A typical Wave "In Box" after a night's activity.

(Click for full-size image)

Meanwhile, until Google Wave is integrated into GMail or other Google services, checking your Wave becomes yet another place to go so you're not missing conversations directed your way. So for somebody like me, who has a personal e-mail address, a work e-mail address, a GMail address, and e-mail addresses for company clients, Wave is yet another inbox and place to go to check in. And the new address (louisgray@googlewave.com) is another place for people to send me things.

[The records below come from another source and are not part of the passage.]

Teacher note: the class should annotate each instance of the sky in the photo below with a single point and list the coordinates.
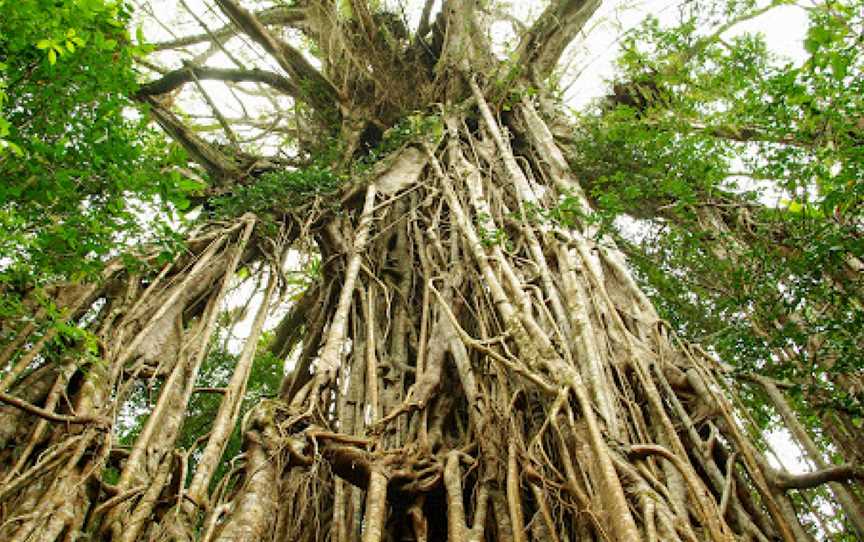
(591, 65)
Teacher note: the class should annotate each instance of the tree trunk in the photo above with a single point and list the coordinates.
(471, 366)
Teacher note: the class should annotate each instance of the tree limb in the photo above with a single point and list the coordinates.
(279, 15)
(47, 414)
(177, 78)
(316, 89)
(552, 32)
(839, 473)
(214, 161)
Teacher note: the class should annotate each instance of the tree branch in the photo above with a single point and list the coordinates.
(47, 414)
(552, 32)
(839, 473)
(215, 162)
(315, 88)
(178, 78)
(279, 15)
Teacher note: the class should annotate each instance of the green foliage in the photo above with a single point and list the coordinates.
(279, 192)
(701, 140)
(81, 169)
(264, 380)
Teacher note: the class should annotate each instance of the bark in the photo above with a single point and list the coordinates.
(469, 368)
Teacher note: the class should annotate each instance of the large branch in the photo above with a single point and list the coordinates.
(177, 78)
(841, 473)
(47, 414)
(552, 32)
(279, 15)
(316, 89)
(214, 161)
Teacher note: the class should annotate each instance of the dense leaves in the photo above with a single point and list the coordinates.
(744, 171)
(82, 172)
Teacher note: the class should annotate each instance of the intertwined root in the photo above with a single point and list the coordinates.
(474, 363)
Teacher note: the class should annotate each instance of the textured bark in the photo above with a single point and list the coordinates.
(469, 366)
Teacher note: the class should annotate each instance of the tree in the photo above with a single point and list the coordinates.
(471, 356)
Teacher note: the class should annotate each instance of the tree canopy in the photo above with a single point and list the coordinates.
(339, 253)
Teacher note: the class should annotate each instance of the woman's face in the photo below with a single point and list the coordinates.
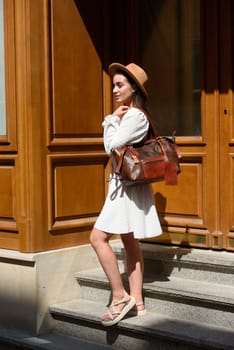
(122, 89)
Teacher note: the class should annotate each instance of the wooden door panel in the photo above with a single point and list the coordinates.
(185, 200)
(76, 191)
(76, 74)
(76, 159)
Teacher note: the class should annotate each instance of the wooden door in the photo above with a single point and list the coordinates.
(182, 48)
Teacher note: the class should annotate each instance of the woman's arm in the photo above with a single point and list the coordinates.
(132, 128)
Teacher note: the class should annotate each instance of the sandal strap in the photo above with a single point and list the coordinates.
(140, 303)
(121, 301)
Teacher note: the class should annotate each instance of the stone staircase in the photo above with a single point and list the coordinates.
(189, 297)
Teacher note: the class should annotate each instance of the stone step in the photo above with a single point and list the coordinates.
(197, 301)
(11, 339)
(81, 318)
(197, 264)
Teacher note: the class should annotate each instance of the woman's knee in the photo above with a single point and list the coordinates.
(97, 237)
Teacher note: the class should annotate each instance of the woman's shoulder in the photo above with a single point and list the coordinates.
(135, 111)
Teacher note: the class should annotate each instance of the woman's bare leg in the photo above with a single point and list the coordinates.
(135, 266)
(100, 242)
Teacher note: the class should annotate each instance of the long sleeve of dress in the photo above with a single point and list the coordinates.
(132, 128)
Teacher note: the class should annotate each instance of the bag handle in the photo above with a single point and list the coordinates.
(151, 122)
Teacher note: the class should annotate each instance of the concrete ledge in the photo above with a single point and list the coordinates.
(31, 282)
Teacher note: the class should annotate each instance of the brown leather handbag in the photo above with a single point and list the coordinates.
(155, 159)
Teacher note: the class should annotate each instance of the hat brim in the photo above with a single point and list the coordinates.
(115, 67)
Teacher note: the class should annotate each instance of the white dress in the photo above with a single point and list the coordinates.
(127, 209)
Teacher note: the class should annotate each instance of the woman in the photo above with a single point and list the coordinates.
(128, 211)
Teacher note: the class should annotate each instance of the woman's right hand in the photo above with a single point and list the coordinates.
(120, 111)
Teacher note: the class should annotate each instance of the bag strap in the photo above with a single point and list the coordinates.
(151, 122)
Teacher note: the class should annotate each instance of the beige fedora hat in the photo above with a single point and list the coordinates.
(134, 71)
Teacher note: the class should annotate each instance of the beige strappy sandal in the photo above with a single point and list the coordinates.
(114, 315)
(135, 312)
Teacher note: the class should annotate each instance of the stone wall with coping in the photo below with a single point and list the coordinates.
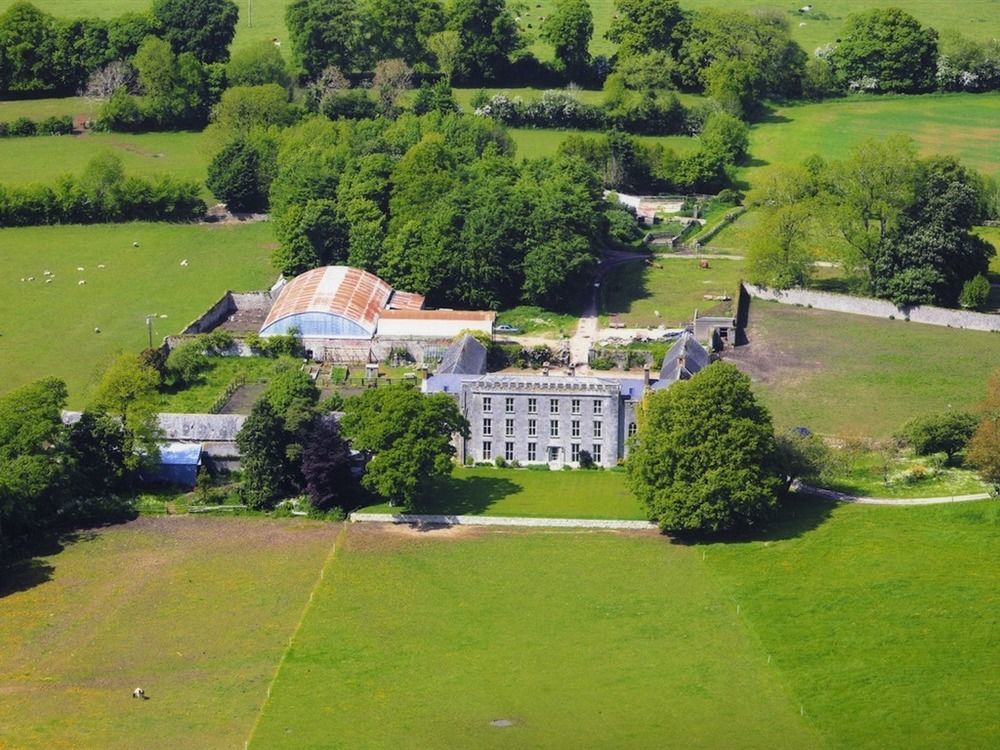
(877, 308)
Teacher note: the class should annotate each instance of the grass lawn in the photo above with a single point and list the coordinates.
(524, 492)
(964, 125)
(866, 475)
(881, 621)
(39, 109)
(535, 320)
(48, 329)
(675, 289)
(197, 611)
(43, 158)
(851, 375)
(421, 639)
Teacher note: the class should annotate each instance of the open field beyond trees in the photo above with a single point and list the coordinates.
(963, 125)
(974, 18)
(532, 493)
(48, 329)
(672, 287)
(579, 640)
(850, 375)
(197, 611)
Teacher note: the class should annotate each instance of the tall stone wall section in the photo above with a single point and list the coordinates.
(877, 308)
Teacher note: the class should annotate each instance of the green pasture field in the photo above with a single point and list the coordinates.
(880, 621)
(976, 19)
(485, 491)
(963, 125)
(41, 159)
(973, 18)
(422, 638)
(195, 610)
(673, 287)
(536, 320)
(535, 143)
(850, 375)
(48, 329)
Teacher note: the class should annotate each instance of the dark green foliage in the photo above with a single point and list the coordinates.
(176, 93)
(408, 436)
(234, 178)
(885, 49)
(102, 194)
(946, 433)
(97, 443)
(326, 467)
(488, 36)
(323, 33)
(261, 441)
(33, 470)
(186, 363)
(704, 458)
(203, 27)
(975, 293)
(354, 104)
(311, 235)
(642, 26)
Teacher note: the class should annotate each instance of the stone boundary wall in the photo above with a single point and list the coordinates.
(445, 520)
(877, 308)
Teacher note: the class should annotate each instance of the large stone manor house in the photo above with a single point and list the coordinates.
(552, 416)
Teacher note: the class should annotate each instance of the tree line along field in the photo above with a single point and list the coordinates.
(976, 19)
(48, 329)
(195, 610)
(848, 375)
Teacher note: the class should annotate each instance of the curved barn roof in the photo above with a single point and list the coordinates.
(350, 294)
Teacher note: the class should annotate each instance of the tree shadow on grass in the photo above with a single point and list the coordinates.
(27, 568)
(473, 495)
(799, 515)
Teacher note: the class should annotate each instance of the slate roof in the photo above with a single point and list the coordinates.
(695, 357)
(465, 356)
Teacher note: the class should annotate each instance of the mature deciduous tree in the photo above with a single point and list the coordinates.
(326, 466)
(888, 47)
(127, 392)
(323, 33)
(568, 29)
(409, 437)
(704, 458)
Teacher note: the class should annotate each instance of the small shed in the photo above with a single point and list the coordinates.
(178, 464)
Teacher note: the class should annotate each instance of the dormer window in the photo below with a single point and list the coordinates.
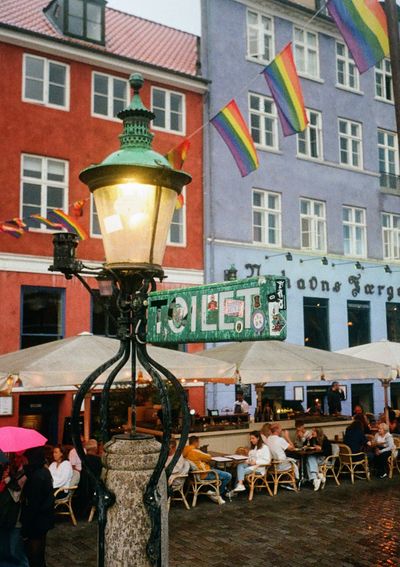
(82, 19)
(85, 18)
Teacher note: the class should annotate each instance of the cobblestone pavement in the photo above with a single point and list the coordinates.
(346, 526)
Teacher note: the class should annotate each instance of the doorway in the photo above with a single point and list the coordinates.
(40, 412)
(362, 395)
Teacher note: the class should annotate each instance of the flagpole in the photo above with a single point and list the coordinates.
(394, 44)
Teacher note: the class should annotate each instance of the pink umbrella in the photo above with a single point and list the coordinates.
(13, 439)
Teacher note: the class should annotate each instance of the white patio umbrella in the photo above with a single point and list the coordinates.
(275, 361)
(68, 362)
(384, 351)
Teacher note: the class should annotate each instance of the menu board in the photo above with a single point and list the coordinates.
(6, 405)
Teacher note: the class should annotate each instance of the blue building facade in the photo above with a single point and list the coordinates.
(324, 206)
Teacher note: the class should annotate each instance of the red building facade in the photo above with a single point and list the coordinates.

I can see how small teams may use Wave for real-time collaboration. Its nature offers an opportunity to further eliminate distance and improve information exchanges. The ability to add people on the fly to conversations is very interesting, as is the ability to ping somebody and have a 1-1 conversation in the middle of any wave, or in a dedicated side exchange. I expect the company is set to debut more widgets to further extend the platform, both bringing content into Wave and content out from Wave. For example, last night, Jesse Stay and I had an exchange where he added a Twitter gadget, but thanks to something I would consider a security bug, I was able to send a tweet on his behalf because I was engaged in the thread. (See the tweet I made here)

Wave, like many Google products, also supports keyboard shortcuts to aid in navigation. I hopefully hit J to go down and K to go back (like I do constantly in Google Reader), but found it is the space bar that you hit to go step by step. Wave is an extremely interesting platform, and I would bet that after the initial surge of curiosity, normal conversations and information exchange will eventually take over, so this initial spike may be an exception rather than the new rule. But if you're diving into this new technology, expect do be exerting a lot of energy to stay on top of it, because messaging just got accelerated.